You never explained what would be enough proof which is how this all started. Your original post had,

> Do you just completely trust them to comply with self imposed rules when there is no way to verify, let alone enforce compliance?

And no. Someone mentioned they go through SOC 2 audits. You then shifted the questioning to the organization doing the audit itself.

You now said

> I have an informed opinion on what I find trustworthy in that domain.

Which again, you failed to expand on.

So you see, you just keep shifting the blame without explaining anything. Your argument boils down to, ‘you’re wrong because I’m right’. I also don’t have any idea who you are to say, this person has the credentials, I should shut up.

So, all I see is the goal post being moved, no information given, and, again, your argument is ‘you’re wrong because I’m right’.

I’m out too. Good luck.

golergka 2 days ago

What are is this problem from? What areas in general did you find useful to create such benchmarks?

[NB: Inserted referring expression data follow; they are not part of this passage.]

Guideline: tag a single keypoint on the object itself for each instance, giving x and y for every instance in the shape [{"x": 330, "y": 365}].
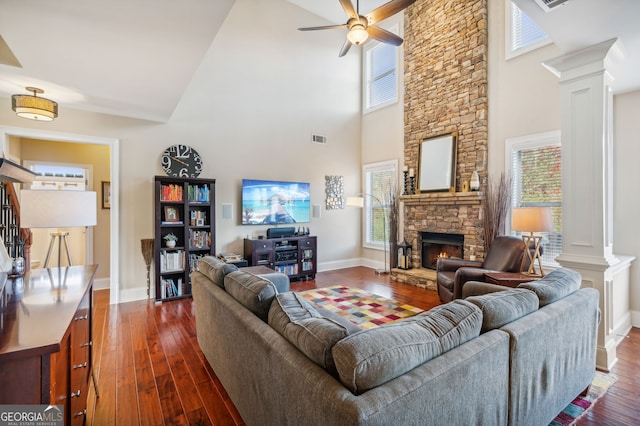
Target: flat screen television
[{"x": 269, "y": 202}]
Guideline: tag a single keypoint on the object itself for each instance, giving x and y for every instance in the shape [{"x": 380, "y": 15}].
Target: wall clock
[{"x": 181, "y": 161}]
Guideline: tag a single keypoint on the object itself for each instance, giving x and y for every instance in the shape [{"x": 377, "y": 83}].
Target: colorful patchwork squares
[{"x": 361, "y": 307}]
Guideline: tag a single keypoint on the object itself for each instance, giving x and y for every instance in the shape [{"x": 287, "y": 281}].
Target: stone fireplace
[{"x": 435, "y": 245}]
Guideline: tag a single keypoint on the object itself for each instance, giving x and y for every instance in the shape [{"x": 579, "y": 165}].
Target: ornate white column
[{"x": 587, "y": 187}]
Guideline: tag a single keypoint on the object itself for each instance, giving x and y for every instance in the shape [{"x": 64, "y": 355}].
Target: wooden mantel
[{"x": 443, "y": 198}]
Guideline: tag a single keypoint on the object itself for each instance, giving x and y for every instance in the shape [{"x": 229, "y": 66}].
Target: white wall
[
  {"x": 524, "y": 99},
  {"x": 249, "y": 111}
]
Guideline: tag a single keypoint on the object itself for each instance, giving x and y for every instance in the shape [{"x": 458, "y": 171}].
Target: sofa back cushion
[
  {"x": 373, "y": 357},
  {"x": 555, "y": 285},
  {"x": 215, "y": 269},
  {"x": 253, "y": 292},
  {"x": 311, "y": 332},
  {"x": 503, "y": 307}
]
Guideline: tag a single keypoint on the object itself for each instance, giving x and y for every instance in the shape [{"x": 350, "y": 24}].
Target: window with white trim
[
  {"x": 522, "y": 34},
  {"x": 536, "y": 171},
  {"x": 380, "y": 74},
  {"x": 379, "y": 182}
]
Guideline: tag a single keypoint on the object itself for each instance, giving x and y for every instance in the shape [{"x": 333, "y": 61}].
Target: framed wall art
[{"x": 437, "y": 169}]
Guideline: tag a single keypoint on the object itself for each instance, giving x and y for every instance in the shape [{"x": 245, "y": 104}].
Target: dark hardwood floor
[{"x": 150, "y": 370}]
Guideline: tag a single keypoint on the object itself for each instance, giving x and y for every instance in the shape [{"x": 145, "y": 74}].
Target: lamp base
[{"x": 532, "y": 241}]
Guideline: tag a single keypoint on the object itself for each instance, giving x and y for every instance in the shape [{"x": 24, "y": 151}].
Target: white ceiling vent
[
  {"x": 318, "y": 138},
  {"x": 549, "y": 5}
]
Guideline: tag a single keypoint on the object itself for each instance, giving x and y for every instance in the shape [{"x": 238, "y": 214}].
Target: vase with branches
[{"x": 497, "y": 202}]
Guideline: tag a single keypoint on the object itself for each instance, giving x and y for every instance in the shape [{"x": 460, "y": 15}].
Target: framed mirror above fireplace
[{"x": 437, "y": 168}]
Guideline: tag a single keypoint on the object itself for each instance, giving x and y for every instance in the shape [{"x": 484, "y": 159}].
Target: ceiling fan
[{"x": 362, "y": 27}]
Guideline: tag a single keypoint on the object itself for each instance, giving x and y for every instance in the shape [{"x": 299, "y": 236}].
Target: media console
[{"x": 294, "y": 256}]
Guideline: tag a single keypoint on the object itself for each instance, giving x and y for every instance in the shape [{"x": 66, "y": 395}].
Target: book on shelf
[
  {"x": 170, "y": 287},
  {"x": 171, "y": 192},
  {"x": 198, "y": 193},
  {"x": 171, "y": 261}
]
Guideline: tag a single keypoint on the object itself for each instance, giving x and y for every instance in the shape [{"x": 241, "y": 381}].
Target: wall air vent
[
  {"x": 549, "y": 5},
  {"x": 318, "y": 138}
]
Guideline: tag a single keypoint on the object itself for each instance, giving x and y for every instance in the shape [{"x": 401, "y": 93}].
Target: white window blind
[
  {"x": 537, "y": 182},
  {"x": 523, "y": 34},
  {"x": 379, "y": 180},
  {"x": 381, "y": 75}
]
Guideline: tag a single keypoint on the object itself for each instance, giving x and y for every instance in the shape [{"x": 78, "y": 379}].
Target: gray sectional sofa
[{"x": 512, "y": 357}]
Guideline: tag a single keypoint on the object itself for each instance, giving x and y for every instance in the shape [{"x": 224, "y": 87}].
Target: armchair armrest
[{"x": 451, "y": 264}]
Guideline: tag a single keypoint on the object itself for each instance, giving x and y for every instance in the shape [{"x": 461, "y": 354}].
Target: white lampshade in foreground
[
  {"x": 57, "y": 209},
  {"x": 532, "y": 219}
]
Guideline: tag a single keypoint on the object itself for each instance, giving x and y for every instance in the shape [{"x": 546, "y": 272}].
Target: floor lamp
[
  {"x": 57, "y": 209},
  {"x": 358, "y": 201},
  {"x": 530, "y": 220}
]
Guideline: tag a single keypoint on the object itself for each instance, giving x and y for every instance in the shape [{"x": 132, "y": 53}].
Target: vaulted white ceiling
[{"x": 135, "y": 58}]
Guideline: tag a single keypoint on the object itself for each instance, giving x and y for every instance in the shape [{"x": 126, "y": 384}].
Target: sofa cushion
[
  {"x": 253, "y": 292},
  {"x": 215, "y": 269},
  {"x": 503, "y": 307},
  {"x": 305, "y": 328},
  {"x": 555, "y": 285},
  {"x": 373, "y": 357}
]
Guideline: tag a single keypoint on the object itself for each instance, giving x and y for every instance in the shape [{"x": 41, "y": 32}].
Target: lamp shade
[
  {"x": 33, "y": 107},
  {"x": 57, "y": 209},
  {"x": 532, "y": 219}
]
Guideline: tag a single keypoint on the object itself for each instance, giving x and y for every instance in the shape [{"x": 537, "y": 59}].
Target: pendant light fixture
[{"x": 33, "y": 107}]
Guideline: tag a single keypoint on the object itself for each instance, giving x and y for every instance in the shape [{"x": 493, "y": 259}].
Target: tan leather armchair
[{"x": 504, "y": 255}]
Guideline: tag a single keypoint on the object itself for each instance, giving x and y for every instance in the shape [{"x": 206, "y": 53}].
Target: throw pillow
[
  {"x": 307, "y": 329},
  {"x": 215, "y": 269},
  {"x": 253, "y": 292},
  {"x": 555, "y": 285},
  {"x": 504, "y": 307},
  {"x": 373, "y": 357}
]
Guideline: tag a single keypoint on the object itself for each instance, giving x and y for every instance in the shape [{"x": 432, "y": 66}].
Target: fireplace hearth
[{"x": 437, "y": 244}]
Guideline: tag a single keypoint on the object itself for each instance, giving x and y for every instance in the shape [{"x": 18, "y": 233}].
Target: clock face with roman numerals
[{"x": 181, "y": 161}]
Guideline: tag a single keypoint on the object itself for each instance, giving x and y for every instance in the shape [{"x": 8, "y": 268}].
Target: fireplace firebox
[{"x": 437, "y": 244}]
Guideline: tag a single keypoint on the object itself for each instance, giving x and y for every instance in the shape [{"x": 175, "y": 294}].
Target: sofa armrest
[
  {"x": 478, "y": 288},
  {"x": 452, "y": 264}
]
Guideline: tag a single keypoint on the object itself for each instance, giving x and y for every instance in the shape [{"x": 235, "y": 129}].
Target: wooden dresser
[{"x": 45, "y": 338}]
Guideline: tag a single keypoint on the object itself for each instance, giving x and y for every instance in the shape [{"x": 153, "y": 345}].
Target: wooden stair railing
[{"x": 16, "y": 239}]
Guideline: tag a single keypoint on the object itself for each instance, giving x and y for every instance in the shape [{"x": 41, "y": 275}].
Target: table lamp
[
  {"x": 57, "y": 209},
  {"x": 530, "y": 220}
]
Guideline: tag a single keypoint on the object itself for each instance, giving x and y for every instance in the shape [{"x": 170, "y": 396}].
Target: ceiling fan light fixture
[
  {"x": 357, "y": 34},
  {"x": 33, "y": 107}
]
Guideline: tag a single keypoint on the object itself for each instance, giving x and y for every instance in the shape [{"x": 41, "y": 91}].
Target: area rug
[
  {"x": 599, "y": 386},
  {"x": 361, "y": 307}
]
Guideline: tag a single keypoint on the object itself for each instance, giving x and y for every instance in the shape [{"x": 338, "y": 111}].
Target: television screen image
[{"x": 266, "y": 202}]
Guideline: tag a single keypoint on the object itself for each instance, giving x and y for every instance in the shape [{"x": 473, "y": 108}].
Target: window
[
  {"x": 522, "y": 34},
  {"x": 381, "y": 75},
  {"x": 536, "y": 170},
  {"x": 379, "y": 181}
]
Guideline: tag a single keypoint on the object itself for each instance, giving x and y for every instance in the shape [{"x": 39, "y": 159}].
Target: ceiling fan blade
[
  {"x": 326, "y": 27},
  {"x": 348, "y": 8},
  {"x": 345, "y": 48},
  {"x": 384, "y": 36},
  {"x": 387, "y": 9}
]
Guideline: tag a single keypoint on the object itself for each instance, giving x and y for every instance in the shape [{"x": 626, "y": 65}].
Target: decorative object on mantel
[
  {"x": 474, "y": 184},
  {"x": 405, "y": 253},
  {"x": 170, "y": 240},
  {"x": 532, "y": 219},
  {"x": 146, "y": 246},
  {"x": 334, "y": 192},
  {"x": 497, "y": 202},
  {"x": 438, "y": 158}
]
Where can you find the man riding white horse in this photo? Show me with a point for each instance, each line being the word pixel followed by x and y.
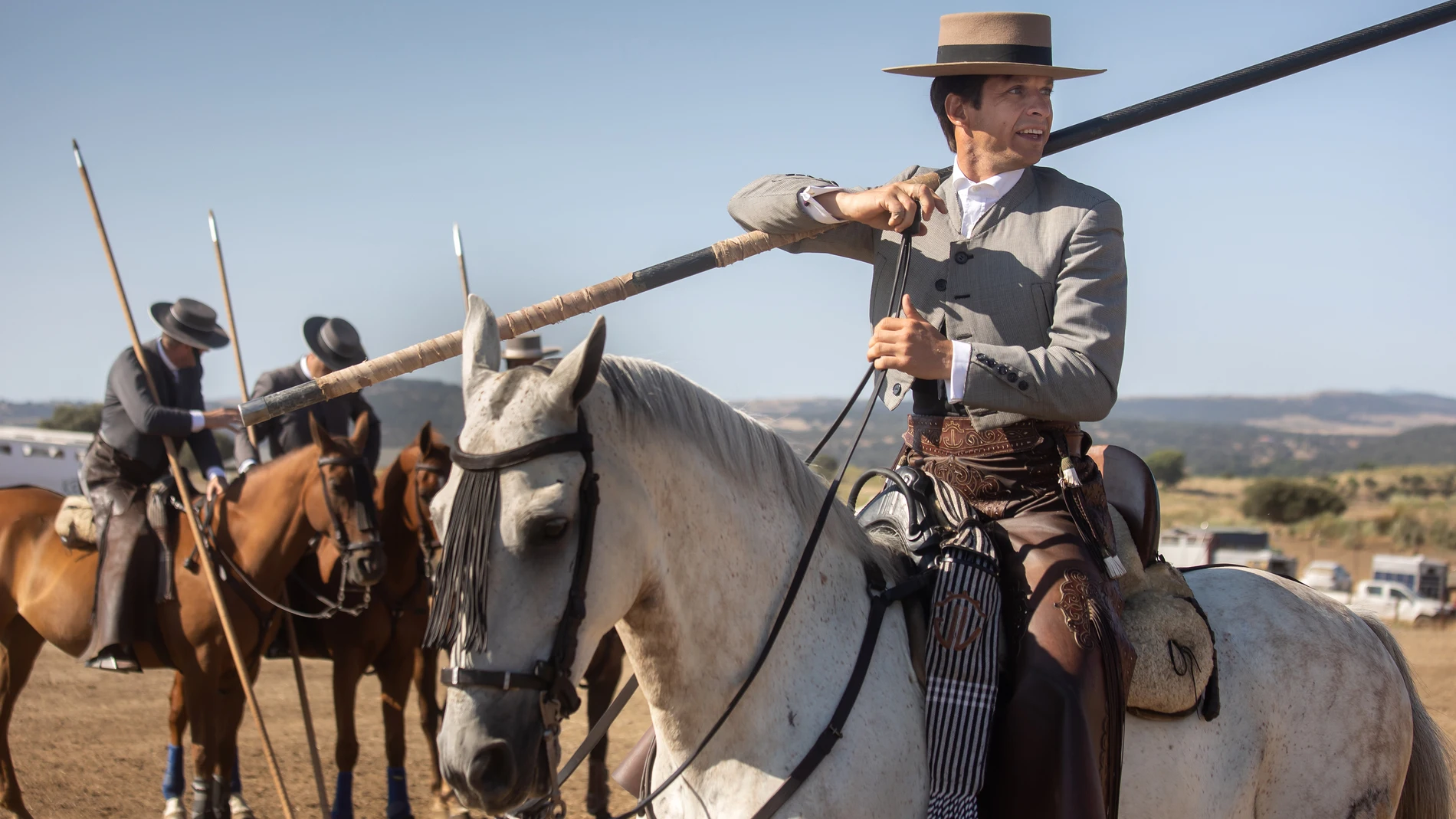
pixel 1011 335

May be instead of sharing (and leaking) these prompts, we can share methods to create one.

mobilejdral 2 days ago

Think questions where there is a ton of existing medical research, but no clear answer yet. There are a dozen alzheimer's questions you could for example ask which would require it to pull in a half dozen contradictory sources into a plausible hypothesis. If you have studied alzheimer's extensively it is trivial to evaluate the responses. One question around alzheimer's is one of my goto questions. I am testing its ability to reason.

henryway 2 days ago

Can God create something so heavy that he can’t lift it?

viraptor 2 days ago

There's so much text on this already, it's unlikely to be even engaging any reasoning. Or specifically, if you got a few existing answers from philosophy mashed together, you wouldn't be able to tell it apart from reasoning anyway.